Publié par Guillaume JOURET le 30 septembre 2018, 10:09am

Catégories : #Evolution, #Abiogénèse

Disclaimer — La théorie de la panspermie n’est pas la théorie communément admise pour expliquer l’origine de la vie sur Terre. Elle est présentée ici car elle constitue une possibilité théorique intrigante dont il est légitique d'exposer les critiques.

Origines de la vie : deux paradigmes

Les deux grands paradigmes classiques pour expliquer l'origine, ou les origines, de la vie sur terre sont la panspermie, ou origine extraterrestre de la vie, et l'origine terrestre de la vie.

L'origine terrestre de la vie

Au début des années 1950, Stanley Miller a montré, par des expériences devenues emblématiques, qu’une atmosphère artificiellement reconstituée pour mimer celle supposée de la Terre primitive, composée de gaz réducteurs, pouvait générer, en présence d’eau liquide et de décharges électriques, des molécules organiques simples, notamment des acides aminés. Selon Miller, les interactions chimiques complexes entre une atmosphère primitive et les océans d’une planète comme la nôtre pouvaient suffire à initier les premières étapes de l’émergence de la vie. Des travaux ultérieurs ont confirmé que les environnements riches en énergie chimique, tels que ceux situés à proximité des sources hydrothermales des fonds océaniques, étaient également capables de produire une grande diversité d’acides aminés et d’autres précurseurs organiques essentiels, renforçant ainsi l’hypothèse d’une origine terrestre de la vie.

La panspermie

Dès les années 1920, le biochimiste soviétique Alexander Ivanovich Oparine a contribué à diffuser les premières théories modernes sur l’origine de la vie. Bien qu’il soit principalement associé à l’hypothèse d’une genèse terrestre, Oparine a également envisagé la possibilité de la panspermie. Selon cette hypothèse, la vie serait omniprésente dans l’univers et disséminée à travers les météorites, astéroïdes, comètes et poussières cosmiques, pour potentiellement ensemencer des planètes favorables.
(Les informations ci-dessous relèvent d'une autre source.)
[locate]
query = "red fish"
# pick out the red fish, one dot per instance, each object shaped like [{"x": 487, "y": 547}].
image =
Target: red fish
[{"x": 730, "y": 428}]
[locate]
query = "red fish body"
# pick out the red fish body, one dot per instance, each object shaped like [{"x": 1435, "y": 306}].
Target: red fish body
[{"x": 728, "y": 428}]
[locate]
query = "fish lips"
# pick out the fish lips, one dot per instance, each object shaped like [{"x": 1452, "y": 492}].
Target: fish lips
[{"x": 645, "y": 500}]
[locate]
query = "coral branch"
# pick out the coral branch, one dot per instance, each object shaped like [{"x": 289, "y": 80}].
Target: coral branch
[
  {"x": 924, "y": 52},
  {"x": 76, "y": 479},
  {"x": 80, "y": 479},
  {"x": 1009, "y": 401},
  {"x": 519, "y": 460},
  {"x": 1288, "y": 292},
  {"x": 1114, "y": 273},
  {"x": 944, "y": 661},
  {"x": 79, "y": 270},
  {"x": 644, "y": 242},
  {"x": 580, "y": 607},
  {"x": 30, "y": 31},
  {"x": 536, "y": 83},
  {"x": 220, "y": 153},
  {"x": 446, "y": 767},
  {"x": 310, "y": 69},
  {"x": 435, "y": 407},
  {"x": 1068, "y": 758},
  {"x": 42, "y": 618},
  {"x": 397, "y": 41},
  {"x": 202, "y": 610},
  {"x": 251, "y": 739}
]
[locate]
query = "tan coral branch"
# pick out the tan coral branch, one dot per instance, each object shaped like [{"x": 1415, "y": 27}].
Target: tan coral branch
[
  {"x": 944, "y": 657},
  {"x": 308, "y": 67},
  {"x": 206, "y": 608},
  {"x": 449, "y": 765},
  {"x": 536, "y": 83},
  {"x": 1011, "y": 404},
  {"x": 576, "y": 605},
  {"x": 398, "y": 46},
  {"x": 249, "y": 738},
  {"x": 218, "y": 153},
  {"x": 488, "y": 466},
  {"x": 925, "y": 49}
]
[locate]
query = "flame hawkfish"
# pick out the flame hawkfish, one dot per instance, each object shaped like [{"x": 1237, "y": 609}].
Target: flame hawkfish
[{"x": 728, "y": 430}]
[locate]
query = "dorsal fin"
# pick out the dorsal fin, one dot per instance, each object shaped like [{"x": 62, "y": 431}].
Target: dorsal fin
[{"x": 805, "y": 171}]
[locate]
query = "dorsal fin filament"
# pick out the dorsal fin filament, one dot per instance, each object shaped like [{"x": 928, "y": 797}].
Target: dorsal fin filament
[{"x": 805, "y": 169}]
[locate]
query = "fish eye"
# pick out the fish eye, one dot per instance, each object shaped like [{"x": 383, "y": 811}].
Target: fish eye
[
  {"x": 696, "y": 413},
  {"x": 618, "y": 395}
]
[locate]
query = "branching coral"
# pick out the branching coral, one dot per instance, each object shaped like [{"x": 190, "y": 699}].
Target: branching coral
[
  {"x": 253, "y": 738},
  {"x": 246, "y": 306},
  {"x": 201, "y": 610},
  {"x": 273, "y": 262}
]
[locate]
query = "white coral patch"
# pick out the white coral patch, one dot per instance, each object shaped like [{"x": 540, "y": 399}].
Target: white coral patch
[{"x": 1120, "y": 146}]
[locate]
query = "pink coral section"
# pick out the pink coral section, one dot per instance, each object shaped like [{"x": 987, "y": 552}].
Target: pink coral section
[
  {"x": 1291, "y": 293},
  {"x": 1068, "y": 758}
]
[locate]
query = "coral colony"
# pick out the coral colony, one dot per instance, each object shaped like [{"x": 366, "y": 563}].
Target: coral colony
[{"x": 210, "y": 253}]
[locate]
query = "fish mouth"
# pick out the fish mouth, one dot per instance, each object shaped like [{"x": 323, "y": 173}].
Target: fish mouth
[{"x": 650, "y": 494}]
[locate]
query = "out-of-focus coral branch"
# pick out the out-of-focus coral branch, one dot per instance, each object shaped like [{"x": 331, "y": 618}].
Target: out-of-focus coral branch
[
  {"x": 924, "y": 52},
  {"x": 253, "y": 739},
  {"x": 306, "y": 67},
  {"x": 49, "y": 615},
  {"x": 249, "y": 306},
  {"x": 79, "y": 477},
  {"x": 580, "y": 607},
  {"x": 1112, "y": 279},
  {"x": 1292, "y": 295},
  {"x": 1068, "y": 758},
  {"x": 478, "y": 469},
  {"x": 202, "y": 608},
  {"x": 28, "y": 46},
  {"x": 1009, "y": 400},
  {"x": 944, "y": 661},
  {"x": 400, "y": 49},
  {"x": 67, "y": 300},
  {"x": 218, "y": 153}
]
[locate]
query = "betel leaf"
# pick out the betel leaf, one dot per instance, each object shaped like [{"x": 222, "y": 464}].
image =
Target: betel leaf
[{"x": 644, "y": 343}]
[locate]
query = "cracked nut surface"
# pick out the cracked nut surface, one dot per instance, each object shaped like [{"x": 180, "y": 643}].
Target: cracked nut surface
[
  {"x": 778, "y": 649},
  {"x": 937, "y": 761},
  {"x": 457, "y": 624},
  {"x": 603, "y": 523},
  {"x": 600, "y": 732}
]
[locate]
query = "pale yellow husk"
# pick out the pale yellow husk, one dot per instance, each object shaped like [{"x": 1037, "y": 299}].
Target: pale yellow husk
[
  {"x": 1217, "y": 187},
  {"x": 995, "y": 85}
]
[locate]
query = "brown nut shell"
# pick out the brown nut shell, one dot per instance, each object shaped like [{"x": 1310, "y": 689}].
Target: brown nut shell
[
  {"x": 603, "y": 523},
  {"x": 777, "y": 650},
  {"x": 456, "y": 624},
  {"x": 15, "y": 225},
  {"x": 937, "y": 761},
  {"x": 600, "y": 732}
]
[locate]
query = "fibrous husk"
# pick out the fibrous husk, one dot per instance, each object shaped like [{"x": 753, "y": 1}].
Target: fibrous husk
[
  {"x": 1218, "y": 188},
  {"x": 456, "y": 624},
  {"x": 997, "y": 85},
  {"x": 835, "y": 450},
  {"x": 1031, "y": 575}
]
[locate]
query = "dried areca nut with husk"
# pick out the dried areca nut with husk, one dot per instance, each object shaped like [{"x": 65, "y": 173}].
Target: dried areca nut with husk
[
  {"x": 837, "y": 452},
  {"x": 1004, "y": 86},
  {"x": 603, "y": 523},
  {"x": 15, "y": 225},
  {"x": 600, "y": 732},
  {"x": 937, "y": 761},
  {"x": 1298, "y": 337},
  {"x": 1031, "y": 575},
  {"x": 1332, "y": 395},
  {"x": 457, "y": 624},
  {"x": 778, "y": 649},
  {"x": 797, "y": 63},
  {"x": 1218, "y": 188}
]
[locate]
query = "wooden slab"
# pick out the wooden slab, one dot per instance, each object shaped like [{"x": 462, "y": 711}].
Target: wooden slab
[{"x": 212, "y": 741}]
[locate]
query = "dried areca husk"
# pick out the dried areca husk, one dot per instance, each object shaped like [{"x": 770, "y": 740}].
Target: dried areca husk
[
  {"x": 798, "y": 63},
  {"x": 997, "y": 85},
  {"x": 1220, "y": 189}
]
Paradigme de Hoyle-Wickramasinghe versus paradigme néo-Darwinien

Le paradigme néo-Darwinien

Dans le paradigme néo-darwinien, les mécanismes de sélection naturelle constituent la clé de l’évolution des espèces. La variabilité génétique, produite par des mutations et recombinaisons, soumise à la pression des environnements changeants, entraîne progressivement l’apparition de nouvelles espèces à partir de lignées préexistantes. Ce modèle explique la diversité biologique observée et la continuité des caractères partagés entre espèces actuelles et leurs ancêtres.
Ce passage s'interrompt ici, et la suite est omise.